IRL_ABooklet_2023

We will use complex numbers and suppose that $\Gamma$ is centred at the origin so that $\Gamma$ is the set of complex numbers $w$ such that $|w|=1$. Moreover, w.l.o.g., we can suppose that $A=1$, $B=\omega$, $C={\omega }^2$, where $\omega =e^{2\pi i/3}$ is a cube root of unity and $1+\omega +{\omega }^2=0$. Let the complex number $z$ stand for $P$. Then $$|PA|=|z-1|,|PB|=|z-\omega |,|PC|=|z-{\omega }^2|,$$ and so $$\begin{array}{rl}|PA|\cdot |PB|\cdot |PC|& =|z-1||z-\omega ||z-{\omega }^2|\\ & =|(z-1)(z-\omega )(z-{\omega }^2)|\\ & =|z^3-1|\\ & \le |z^3|+1(\text{since }|a+b|\le |a|+|b|)\\ & =|z{|}^3+1\\ & \le 2\end{array}$$ if $P$ is within or on $\Gamma$, in which case $|z|\le 1$.

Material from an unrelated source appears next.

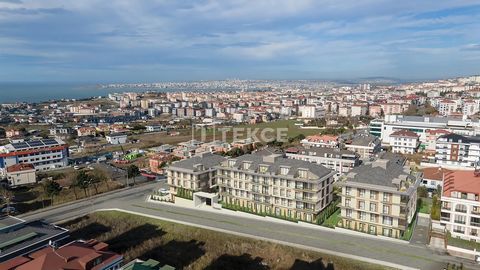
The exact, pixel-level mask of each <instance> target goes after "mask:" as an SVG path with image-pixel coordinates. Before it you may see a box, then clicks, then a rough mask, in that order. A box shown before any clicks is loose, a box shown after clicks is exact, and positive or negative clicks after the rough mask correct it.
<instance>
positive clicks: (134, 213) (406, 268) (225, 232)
mask: <svg viewBox="0 0 480 270" xmlns="http://www.w3.org/2000/svg"><path fill="white" fill-rule="evenodd" d="M102 211H119V212H124V213H128V214H133V215H138V216H144V217H149V218H153V219H159V220H164V221H169V222H173V223H179V224H183V225H187V226H192V227H197V228H202V229H207V230H212V231H218V232H222V233H227V234H233V235H238V236H242V237H248V238H255V239H258V240H263V241H268V242H273V243H277V244H281V245H286V246H291V247H296V248H300V249H305V250H313V251H316V252H319V253H324V254H328V255H332V256H337V257H344V258H348V259H352V260H358V261H363V262H367V263H372V264H379V265H383V266H387V267H391V268H396V269H404V270H419V269H418V268H412V267H408V266H405V265H400V264H396V263H391V262H386V261H381V260H376V259H371V258H366V257H361V256H356V255H351V254H346V253H342V252H336V251H331V250H328V249H322V248H316V247H311V246H305V245H301V244H294V243H290V242H286V241H281V240H276V239H270V238H265V237H261V236H255V235H251V234H246V233H240V232H234V231H229V230H224V229H219V228H215V227H210V226H205V225H199V224H195V223H190V222H185V221H179V220H174V219H169V218H164V217H159V216H154V215H150V214H144V213H140V212H135V211H130V210H124V209H119V208H107V209H98V210H95V212H102Z"/></svg>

We will now show that equality occurs exactly when $P$ is one of the three points on $\Gamma$ that are obtained by a $60^{\circ }$-rotation of $A,B,C$. Equality occurs above when $|z^3|=1$ and $|z^3-1|=2$, i.e. when $z^3$ is on $\Gamma$ and has distance $2$ from the complex number $1$. This happens exactly when $z^3=-1$. This equation has three solutions: $-1,-\omega ,-{\omega }^2$. These three complex numbers are diametrically opposite $A,B,C$ on $\Gamma$ and so can also be obtained by rotating $A,B,C$ by $60^{\circ }$ about the circumcentre of triangle $ABC$.